Long Read by NyMag: The Case Against the Media-by the Media
NyMag: THE CASE AGAINST THE MEDIA. BY THE MEDIA.
As the media anxiety around media anxiety began to crescendo this spring, we at New York decided to turn our journalistic operation in on itself to investigate just how bad the media really is. We were less interested in bad actors — the Jayson Blairs and such — than in the structural dilemmas of the media trade: What keeps media people up at night when they’re thinking about what they do for a living? We began by asking ourselves and our peers what they think the media’s greatest faults are. The response was overwhelming but probably shouldn’t have been too surprising (the media loves to criticize the media). In interviews with more than 40 journalists and media figures and in a survey of 113 of our peers, we heard much about deals cut with anonymous sources, the pressure for speed and easy hits that squeezes the nuance out of complicated stories, editors who knowingly simplified stories past the point of accuracy and publishers who spent resources on subjects they believed were trivial rather than those they felt were important. At times, the survey’s answers read like the minutes from an anonymous group-therapy session.

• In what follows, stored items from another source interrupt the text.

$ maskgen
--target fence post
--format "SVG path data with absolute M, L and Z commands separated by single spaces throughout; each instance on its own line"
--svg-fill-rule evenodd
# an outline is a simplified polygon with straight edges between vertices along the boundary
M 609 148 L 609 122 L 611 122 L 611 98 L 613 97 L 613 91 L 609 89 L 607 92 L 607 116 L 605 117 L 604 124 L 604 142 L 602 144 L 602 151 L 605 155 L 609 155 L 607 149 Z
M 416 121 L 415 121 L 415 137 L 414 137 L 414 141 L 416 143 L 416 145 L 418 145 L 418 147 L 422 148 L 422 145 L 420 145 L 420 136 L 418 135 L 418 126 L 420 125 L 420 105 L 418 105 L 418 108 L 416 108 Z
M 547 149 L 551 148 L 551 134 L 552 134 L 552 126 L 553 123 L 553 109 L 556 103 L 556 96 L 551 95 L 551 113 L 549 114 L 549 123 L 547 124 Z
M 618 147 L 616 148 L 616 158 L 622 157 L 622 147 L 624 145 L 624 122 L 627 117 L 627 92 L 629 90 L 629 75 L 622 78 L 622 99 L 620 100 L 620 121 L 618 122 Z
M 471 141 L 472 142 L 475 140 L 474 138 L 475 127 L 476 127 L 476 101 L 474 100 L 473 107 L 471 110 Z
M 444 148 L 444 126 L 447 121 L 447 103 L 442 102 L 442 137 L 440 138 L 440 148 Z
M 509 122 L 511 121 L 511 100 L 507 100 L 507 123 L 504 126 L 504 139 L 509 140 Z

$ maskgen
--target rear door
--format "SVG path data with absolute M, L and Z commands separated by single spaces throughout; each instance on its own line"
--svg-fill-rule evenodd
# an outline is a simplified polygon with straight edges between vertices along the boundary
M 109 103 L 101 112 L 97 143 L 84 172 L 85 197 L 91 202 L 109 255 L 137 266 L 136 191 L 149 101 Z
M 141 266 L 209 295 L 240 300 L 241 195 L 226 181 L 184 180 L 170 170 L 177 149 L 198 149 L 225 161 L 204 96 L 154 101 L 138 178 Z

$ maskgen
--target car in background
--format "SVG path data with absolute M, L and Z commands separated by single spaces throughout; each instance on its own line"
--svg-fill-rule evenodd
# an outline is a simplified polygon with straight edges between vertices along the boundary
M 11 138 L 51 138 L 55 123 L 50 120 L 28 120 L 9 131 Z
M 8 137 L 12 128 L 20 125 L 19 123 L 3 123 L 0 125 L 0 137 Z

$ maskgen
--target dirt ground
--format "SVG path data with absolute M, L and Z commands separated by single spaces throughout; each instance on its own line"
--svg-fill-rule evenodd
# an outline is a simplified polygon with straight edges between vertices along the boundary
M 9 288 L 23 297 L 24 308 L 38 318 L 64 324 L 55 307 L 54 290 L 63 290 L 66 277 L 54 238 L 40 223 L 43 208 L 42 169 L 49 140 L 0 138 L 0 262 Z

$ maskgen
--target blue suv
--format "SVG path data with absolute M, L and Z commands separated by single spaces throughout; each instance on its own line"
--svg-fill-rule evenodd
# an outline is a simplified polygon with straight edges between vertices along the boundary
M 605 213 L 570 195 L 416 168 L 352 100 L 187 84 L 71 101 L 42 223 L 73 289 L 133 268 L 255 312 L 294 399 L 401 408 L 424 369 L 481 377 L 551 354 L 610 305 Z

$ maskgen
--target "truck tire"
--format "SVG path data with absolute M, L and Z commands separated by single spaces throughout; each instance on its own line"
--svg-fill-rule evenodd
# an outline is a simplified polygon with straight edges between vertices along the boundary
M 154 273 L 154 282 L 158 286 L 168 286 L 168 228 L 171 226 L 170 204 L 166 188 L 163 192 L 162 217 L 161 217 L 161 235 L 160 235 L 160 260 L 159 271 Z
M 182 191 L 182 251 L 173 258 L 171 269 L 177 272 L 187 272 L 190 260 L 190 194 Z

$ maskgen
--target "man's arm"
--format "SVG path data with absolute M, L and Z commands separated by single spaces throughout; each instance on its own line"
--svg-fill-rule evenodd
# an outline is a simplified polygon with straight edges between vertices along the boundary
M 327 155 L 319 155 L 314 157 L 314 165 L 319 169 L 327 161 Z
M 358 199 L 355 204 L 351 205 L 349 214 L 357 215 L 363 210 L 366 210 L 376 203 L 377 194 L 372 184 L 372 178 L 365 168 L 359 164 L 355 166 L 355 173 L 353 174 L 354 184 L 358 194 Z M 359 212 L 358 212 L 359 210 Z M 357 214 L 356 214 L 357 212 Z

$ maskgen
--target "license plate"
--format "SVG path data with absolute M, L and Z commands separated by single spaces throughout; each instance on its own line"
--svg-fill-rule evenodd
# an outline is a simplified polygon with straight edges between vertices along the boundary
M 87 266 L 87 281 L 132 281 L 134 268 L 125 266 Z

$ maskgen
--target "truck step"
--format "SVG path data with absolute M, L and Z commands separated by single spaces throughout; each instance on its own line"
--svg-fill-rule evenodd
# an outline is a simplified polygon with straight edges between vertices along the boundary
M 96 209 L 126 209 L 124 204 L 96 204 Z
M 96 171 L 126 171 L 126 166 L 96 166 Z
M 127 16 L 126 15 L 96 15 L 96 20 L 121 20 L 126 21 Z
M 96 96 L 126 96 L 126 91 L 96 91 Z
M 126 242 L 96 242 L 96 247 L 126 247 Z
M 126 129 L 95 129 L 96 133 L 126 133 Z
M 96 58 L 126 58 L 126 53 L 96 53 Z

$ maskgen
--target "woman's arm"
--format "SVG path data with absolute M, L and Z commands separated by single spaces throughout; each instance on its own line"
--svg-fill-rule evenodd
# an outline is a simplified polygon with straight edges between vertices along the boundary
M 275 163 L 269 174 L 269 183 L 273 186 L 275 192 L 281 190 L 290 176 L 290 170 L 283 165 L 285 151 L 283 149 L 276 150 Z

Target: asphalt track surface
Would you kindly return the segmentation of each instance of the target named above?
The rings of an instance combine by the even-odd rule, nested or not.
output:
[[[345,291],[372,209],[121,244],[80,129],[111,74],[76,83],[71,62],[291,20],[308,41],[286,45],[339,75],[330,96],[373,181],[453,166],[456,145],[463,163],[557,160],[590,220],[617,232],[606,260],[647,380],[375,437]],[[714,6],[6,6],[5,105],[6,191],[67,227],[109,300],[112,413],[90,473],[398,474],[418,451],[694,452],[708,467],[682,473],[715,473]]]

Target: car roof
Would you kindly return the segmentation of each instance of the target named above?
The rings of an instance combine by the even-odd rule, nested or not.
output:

The interviews that follow make the media look pretty bad — really bad, in fact. But as it happens, we’ve engaged in our own form of media distortion in this project. We’ve dwelled mostly on the negative, because that’s what we considered the “news.” Yet many we spoke to gave reasons for optimism, too. Some hailed the rise of the internet and social media for bringing new voices to the fore and for connecting established ones to new audiences. Several observed that the Trump effect was salutary for media credibility, as journalists learned to become more aggressive in fact-checking falsehoods mid-quote or mid-chyron. Some pointed to the rise of nonprofit investigative shops like ProPublica or the Intercept as happy developments, and others highlighted a new generation of benevolent media owners, like Jeff Bezos, as a sign that good journalism will still be produced. We’ve included links below to longer transcripts of our interviews; that’s so you can see for yourselves how we’ve cherry-picked the quotes — and also because reading each of the commentators at length makes for almost an entirely different (and much deeper) exploration of the subject.
Most strikingly, the journalists we spoke to responded to the biggest criticism by embracing it: Yes, the media imposes what might be called its own bias, but that’s its job. It’s supposed to function as a filter, making complex events intelligible, and maybe even supposed to entertain, too. And it’s also true that while it’s easy for people to loathe the media as an abstraction, “if you ask them how they feel about their own particular media niche, you often find out that they are very loyal to it,” pointed out Bill Keller, who used to run the New York Times and now runs the excellent Marshall Project. “The people who read the Times might be the same people who would tell a pollster that the media is unreliable, but they’re deeply devoted to the New York Times.”
It’s not just the Times. The same seems true across media — or true-ish, in an era of shrinking TV ratings and rabid competition among print outlets. In the media market, like any market, that loyalty is earned, one presumes, by giving an audience what it wants. But what does it want? Is the media there to excite or to inform? To challenge or to reassure? To be objective or partisan? To try to parse the media-hate, as we have over the last few months, is to sense that the media still does at least one job very well: reflecting the contradictory desires of the audience it serves.